Sam Horton and Rachael Turner at Long Churn Cheese, which is based at the Courtyard Dairy near Settle, Yorkshire, won a bursary from the SCA last year to help in their plan to make a raw sheep’s milk Crottin-style cheese called Fen Beck.
“We want to create a grass-based, low-input system by rearing sheep that can stay out year round,” said Horton. “We want to reflect the land through our cheese and be as sustainable and traditional as possible. There’s an increased focus among the public on sustainability and ethical questions.”
Other new cheesemakers that have recently set up include the Mount Goat’s Cheese in Pembrokeshire, Fife-based mozzarella maker the Buffalo Farm and Pevensey Cheese in East Sussex, run by former Neal’s Yard shop manager Martin Tkalez.
At the Home Farmer in Yorkshire, the Spence family has started making a cloth-bound Wensleydale called Old Roan using raw milk from its own 90-strong herd of cows, after receiving encouragement and advice from Wensleydale Creamery boss David Hartley.
“It’s a very traditional recipe with a slow make that results in a moister cheese,” explained co-owner Ben Spence. “It’s how Wensleydale used to be made before the war.”

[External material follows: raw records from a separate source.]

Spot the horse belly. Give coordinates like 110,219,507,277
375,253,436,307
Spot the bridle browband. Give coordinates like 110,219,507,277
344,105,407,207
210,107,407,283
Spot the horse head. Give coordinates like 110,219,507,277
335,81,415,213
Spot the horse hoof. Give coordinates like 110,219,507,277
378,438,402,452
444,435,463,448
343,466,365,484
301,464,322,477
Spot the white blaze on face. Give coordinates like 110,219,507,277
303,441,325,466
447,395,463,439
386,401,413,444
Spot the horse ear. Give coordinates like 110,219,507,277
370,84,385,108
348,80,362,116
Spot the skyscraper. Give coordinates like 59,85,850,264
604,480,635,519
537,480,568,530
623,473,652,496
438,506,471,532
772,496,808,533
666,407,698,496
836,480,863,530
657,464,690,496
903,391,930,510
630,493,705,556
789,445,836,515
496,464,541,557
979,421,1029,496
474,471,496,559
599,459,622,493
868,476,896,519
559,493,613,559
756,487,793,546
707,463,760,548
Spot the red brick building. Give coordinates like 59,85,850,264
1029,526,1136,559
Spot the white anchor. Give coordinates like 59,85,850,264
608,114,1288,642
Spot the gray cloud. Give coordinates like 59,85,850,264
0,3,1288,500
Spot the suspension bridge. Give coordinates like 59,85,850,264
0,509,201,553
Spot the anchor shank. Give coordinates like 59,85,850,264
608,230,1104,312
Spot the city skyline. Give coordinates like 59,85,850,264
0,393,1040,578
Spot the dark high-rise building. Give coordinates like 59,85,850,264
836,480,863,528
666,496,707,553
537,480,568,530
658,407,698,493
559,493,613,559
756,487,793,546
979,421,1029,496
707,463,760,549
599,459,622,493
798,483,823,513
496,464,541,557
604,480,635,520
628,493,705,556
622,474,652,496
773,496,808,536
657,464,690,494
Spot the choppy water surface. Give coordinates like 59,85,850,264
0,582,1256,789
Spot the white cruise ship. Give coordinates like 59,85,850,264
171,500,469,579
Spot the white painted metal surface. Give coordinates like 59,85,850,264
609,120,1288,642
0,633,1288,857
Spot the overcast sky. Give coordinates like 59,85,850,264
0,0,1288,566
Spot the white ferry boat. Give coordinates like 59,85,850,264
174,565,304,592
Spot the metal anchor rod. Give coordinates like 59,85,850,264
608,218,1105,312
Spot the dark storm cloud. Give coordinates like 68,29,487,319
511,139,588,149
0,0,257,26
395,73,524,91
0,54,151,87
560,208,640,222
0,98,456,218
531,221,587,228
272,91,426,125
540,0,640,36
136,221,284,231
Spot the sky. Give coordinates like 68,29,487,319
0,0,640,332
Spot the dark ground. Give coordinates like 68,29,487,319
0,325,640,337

Balcombe Dairy in Sussex was set up at the end of last year by former High Weald head cheesemaker Chris Heyes in four converted shipping containers. The new company makes a Gorgonzola-style cheese called Blue Clouds, which is wrapped in perforated laminated foil with a colourful hand-painted label. “I wanted a cheese that stood out on counters and had a point of difference,” he said. “There were more than 800 cheeses entered into the British Cheese Awards last year – the market is buoyant.”